Dans le contrat figure des indemnités de retard qui s'élève à 5 000 euros par jour, ce qui peut représenter une belle somme d'argent pour les caisses de la municipalité. Le contrat stipule que les pénalités de retard débutent à partir de la date de mise en service programmée intialement. Le casino aurait dû ouvrir le 1er avril 2007 mais la mise en service date du 13 octobre 2007 pour la partie jeux et le 4 novembre l'ouverture du theatre.
Le
casino a dû faire face à des problèmes de sécurité notamment à cause de la zone inondable sur lequel est implanté le casino. Ce qui explique les retards d'ouverture du casino de Toulouse. Le 23 octobre, le conseil municipal a annoncé que suites aux problèmes de sécurité, la date de départ a été reculée du 1er avril au 23 août 2007.
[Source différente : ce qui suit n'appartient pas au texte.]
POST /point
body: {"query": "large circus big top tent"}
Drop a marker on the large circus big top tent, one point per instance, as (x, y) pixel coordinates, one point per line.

Ce qui coince entre le groupe Barriere et la mairie est la date de fin du retard. Pour le leader des casinos terrestres, la date de fin remonte au 13 octobre date d'ouverture des jeux et animations. Pour la mairie, la date est le 4 novembre, date à laquelle le théâtre a ouvert ses portes. La différence de ses deux dates s'élève à 22 jours soit 110 000 euros. Pour le groupe Barrière, la pénalité se facture à 255 000 euros et pour la mairie, elle veut 365 000 euros. Le directeur du casino estime que cette différence s'explique par « le retard du permis de construire et de la découverte de couloirs souterrains ».
Mais voilà qu'un avocat menace de saisir le tribunal administratif pour le compte de «Casino à Toulouse Non merci ». Christophe Léguevaques , l'avocat de l'association contre le casino Barriere exige plus d'un million d'euros de pénalités car il se base sur la date initiale d'ouverture à savoir le 1er avril.
Cet avocat risque de mettre a mal aussi bien le casino Barrière que la mairie de Toulouse. Affaire à suivre.